|Title||Quantum-Enhanced Measurements with Atoms in Cavities: Superradiance and Spin Squeezing|
|Year of Publication||2016|
|Number of Pages||178|
|University||University of Colorado|
Advances in engineering quantum systems are expected to lead to a new generation of quantum technology with fundamentally new capabilities and no classical analogue. Specifically, in the near future, quantum entanglement may become useful for enhancing state-of-the-art atomic clocks and sensors. I have performed experiments using laser-cooled rubidium atoms trapped in a high finesse optical cavity to explore quantum and collective enhancements to precision measurements.
In this thesis, I will present a recent experiment to create record amounts of entanglement enhancement, or spin squeezing, in a proof-of-principle atomic sensor using entanglement-generating collective measurements. We have demonstrated up to a factor of 60 in directly observed spin squeezing beyond the standard quantum limit for an unentangled quantum sensor and have demonstrated squeezing with real-time feedback to create deterministic entangled states.
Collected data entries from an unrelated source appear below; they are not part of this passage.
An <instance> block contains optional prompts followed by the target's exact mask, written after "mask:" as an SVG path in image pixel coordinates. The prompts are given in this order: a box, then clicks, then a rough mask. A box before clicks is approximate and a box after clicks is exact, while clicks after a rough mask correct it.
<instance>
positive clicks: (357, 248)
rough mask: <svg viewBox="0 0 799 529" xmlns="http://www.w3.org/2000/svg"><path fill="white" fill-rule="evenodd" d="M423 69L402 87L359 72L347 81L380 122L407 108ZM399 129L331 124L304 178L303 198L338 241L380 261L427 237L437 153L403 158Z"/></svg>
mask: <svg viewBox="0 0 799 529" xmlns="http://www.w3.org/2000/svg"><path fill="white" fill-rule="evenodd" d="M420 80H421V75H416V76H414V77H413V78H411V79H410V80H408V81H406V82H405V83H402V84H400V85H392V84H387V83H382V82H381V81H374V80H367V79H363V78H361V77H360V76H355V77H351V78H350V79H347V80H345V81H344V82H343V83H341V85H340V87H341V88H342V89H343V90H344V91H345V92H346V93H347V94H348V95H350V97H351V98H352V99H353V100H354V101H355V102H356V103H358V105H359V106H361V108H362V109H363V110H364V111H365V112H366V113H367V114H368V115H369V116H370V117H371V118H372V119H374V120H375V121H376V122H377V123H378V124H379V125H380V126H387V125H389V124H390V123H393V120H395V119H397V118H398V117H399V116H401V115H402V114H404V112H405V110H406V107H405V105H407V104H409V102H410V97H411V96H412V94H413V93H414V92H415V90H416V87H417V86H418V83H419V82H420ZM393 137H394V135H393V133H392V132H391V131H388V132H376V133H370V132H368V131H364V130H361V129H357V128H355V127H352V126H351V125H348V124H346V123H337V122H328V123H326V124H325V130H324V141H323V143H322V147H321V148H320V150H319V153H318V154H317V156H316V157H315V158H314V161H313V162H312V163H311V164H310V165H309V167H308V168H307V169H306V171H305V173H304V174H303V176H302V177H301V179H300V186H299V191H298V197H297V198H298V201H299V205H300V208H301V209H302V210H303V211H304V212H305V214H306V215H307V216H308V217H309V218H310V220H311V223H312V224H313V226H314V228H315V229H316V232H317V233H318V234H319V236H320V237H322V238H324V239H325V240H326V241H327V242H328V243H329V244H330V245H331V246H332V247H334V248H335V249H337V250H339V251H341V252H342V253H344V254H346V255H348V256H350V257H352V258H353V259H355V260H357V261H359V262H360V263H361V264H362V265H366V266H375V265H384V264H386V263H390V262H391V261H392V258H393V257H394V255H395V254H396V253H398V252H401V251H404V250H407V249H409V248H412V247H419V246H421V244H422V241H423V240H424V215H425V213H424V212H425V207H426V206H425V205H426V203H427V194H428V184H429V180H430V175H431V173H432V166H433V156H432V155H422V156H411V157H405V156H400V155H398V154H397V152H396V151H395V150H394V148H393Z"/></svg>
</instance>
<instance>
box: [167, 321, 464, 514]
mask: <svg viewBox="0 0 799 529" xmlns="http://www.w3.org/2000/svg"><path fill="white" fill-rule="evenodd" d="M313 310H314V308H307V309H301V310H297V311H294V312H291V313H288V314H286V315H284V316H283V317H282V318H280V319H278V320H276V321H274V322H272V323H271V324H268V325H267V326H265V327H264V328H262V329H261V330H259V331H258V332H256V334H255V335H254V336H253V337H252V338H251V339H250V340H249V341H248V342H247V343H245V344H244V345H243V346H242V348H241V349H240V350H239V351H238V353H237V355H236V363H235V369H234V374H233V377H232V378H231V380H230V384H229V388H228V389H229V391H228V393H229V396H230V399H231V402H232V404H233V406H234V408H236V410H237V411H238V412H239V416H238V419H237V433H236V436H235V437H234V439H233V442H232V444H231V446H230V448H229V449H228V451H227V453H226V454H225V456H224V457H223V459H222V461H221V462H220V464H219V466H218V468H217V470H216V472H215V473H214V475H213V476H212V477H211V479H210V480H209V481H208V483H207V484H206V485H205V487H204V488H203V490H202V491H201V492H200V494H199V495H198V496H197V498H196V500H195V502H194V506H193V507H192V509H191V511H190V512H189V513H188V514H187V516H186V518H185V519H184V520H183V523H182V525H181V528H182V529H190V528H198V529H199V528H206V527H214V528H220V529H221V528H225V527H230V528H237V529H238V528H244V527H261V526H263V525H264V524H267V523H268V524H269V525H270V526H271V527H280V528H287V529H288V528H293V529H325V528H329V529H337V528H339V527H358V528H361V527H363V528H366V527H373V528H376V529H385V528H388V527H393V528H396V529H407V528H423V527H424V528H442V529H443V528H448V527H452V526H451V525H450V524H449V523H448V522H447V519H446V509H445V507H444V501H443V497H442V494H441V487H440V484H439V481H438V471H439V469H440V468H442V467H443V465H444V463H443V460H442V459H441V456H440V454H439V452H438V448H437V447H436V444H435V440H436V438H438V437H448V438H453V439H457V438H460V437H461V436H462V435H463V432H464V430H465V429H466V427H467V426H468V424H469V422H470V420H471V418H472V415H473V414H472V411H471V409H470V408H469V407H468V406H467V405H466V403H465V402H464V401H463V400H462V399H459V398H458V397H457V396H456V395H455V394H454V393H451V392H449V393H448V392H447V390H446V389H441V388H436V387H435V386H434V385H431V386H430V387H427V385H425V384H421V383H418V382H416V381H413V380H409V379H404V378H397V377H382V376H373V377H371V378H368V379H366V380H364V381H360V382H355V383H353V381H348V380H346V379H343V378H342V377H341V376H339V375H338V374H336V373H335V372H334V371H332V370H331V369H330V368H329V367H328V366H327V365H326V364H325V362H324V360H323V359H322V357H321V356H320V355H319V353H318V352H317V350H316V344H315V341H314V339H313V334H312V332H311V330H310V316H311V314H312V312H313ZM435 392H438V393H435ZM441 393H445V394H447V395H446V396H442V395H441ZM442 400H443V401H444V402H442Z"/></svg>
Second, I will present a new method that has generated over a factor of 10 in homogeneous entanglement that could be resolvable in free-space quantum sensors such as matter-wave interferometers and discuss a new method to reduce errors in manipulating collective spin states using reversible dephasing. These experiments and methods are directly applicable to some of the world's best optical lattice clocks such as those housed here at JILA and NIST.
In addition, I have studied and demonstrated a proof-of-principle superradiant laser that relies on collectively enhanced laser emission. These lasers have the potential to realize state-of-the-art frequency purity useful for optical atomic clocks and long baseline interferometry. I will discuss an experiment that demonstrates injection locking of a superradiant laser for the first time as well as explores the collective synchronization behaviors in the system. This study of synchronization informs research on current and future narrow linewidth superradiant lasers and may also provide a platform for future studies of quantum phase transitions in open quantum systems.